Evans community, friends and the police department he served have spent the hours following his death mourning the man who spent 18-years serving the U.S. Capitol Police.

"It is with a very heavy heart that I announce one of our officers has succumbed to his injuries,” Acting U.S. Capitol Police Chief Yogananda Pittman said in a statement. “This has been a very difficult time for the Capitol Police department. I ask that you keep our U.S. Capitol Police family in your prayers.”

RELATED: USCP: Officer killed in Capitol Hill barrier ramming was 18-year veteran

A close friend of Evans said he was a great guy with a great sense of humor and who first and foremost loved his kids.

“He loved his kids to death. I couldn't imagine thinking about him, not in terms of his relationship to his kids,” Derek Tokaz said. “He posted pictures of him playing board games with his kids, or they were doing at home arts and crafts. He would post these pictures every couple of days, every week or so. And, you know, he was just so eager to show that off.”

Tokaz said he met Evans while gaming and that friendship has carried on for more than half a decade.

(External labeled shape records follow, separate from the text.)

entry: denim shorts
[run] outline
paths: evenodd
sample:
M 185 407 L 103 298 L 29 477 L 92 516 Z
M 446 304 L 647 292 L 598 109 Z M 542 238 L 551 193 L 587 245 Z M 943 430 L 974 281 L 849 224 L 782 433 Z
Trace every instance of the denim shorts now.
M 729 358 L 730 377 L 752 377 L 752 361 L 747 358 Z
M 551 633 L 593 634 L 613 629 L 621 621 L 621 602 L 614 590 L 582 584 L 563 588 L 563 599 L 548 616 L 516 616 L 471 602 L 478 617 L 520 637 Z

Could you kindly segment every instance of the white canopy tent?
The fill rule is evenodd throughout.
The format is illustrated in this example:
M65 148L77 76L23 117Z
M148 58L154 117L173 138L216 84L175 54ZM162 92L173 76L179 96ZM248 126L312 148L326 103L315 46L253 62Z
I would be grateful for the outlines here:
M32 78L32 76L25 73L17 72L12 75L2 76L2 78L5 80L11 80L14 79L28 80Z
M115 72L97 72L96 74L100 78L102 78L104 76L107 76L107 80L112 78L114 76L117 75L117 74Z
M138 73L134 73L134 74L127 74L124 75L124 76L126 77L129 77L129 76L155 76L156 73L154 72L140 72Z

“We were playing every week. I've been doing that, pre COVID times, every week for about the last five or six years,” Tokaz said. “That's what brought a lot of us together, we played [a couple of months ago] a Lord of the Rings game together over at his house.”

Credit: Derek Tokaz
Evans is pictured with half of his face cut off, Tokaz said the rest of the smile is big enough to capture how much he loved being with his friends.

Tokaz said Evans was the person in the group who made everyone feel welcome and cared mostly about having fun.

“He had no ego about him,” Tokaz said. “He seemed to always just be focused on making sure everybody else was having fun bringing people together and just, you know, enjoying the company of people.”

“I knew he was a police officer since about the first time I met him," Tokaz said. "It's not something that really came up because we were just bonding over something that was a more, I don't want to say a universal thing, because that's not quite the right word, but something where who you were really didn’t matter.”

RELATED: Capitol Police officer killed, suspect dead following ramming attack at US Capitol

Tokaz said the last 36 hours have been hard. He said the thing he’d been looking forward to the most was getting together Evans and doing what they loved, gaming.

“That's been the thing that I was looking forward to the most was getting to play this game that we've been looking forward to for a long time together,” Tokaz said. “There's no way I thought that was gonna be the last time I saw him, but I'm glad I did.”